Genesis 37:17-22: Irony.
“17 ‘They have moved on from here,’ the man answered. ‘I heard them say, “Let’s go to Dothan.”’ So Joseph went after his brothers and found them near Dothan. 18 But they saw him in the distance, and before he reached them, they plotted to kill him. 19 ‘Here comes that dreamer!’ they said to each other. 20 ‘Come now, let’s kill him and throw him into one of these cisterns and say that a ferocious animal devoured him. Then we’ll see what comes of his dreams.’ 21 When Reuben heard this, he tried to rescue him from their hands. ‘Let’s not take his life,’ he said. 22 ‘Don’t shed any blood. Throw him into this cistern here in the wilderness, but don’t lay a hand on him.’ Reuben said this to rescue him from them and take him back to his father.” NIV
‘’Then we’ll see what comes of his dreams’’ (20).
There is huge irony in these words. They thought that if they killed Joseph, his dreams could not come true. (In the end, they settled for selling him off as a slave, but they didn’t imagine he would bounce back from obscurity to bother them, any more than from death).

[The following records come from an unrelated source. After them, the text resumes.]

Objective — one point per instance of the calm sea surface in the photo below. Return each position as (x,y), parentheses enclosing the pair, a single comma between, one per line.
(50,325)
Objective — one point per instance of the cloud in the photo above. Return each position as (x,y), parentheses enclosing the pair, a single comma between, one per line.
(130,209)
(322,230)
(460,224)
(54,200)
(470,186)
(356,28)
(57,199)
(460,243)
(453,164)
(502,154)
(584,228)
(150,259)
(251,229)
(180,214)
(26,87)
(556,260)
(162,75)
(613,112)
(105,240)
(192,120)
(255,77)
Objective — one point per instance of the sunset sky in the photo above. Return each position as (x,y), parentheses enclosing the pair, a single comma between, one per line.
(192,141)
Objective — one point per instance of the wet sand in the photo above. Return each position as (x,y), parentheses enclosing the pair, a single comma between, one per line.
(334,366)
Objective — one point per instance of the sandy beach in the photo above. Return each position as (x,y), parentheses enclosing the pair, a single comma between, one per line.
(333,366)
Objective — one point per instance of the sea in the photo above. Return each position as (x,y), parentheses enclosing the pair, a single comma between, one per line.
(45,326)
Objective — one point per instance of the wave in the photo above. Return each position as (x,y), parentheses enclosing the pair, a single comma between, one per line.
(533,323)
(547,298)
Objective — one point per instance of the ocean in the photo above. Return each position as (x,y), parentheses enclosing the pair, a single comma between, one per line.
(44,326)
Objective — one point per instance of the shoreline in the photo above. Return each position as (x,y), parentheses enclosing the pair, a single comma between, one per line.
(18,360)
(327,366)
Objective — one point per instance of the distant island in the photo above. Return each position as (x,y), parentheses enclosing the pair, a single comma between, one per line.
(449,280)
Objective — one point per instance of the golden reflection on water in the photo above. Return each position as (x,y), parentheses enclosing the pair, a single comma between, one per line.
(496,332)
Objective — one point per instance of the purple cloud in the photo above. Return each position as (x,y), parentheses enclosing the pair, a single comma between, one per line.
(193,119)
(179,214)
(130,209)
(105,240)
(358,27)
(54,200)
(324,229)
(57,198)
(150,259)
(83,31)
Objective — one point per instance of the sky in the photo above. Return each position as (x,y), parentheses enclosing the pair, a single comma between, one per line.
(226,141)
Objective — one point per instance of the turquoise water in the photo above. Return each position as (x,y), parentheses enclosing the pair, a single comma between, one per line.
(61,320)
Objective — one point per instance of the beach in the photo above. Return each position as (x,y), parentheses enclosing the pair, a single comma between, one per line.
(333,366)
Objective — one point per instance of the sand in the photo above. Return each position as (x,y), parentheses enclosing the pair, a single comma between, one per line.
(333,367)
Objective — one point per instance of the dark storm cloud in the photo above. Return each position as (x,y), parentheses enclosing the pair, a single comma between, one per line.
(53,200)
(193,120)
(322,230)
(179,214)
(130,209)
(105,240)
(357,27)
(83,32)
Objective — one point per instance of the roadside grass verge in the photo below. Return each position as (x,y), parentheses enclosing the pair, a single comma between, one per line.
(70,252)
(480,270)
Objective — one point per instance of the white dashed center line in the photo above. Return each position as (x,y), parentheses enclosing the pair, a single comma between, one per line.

Some people thought the same about Jesus. Kill Him, then we’ll hear from him no more! That’s what they thought. For added measure, they put guards outside His tomb, but they could not prevent His re-emergence.
‘Death cannot keep his prey, Jesus my Saviour; He tore the bars away, Jesus my Lord. Up from the grave He arose…’
‘’Then we’ll see what comes of his dreams.’’
Well they did. They saw them come to pass! What they were not to know at the time was how much they would need them to come true.
Thank God today, that He is in control, and not men.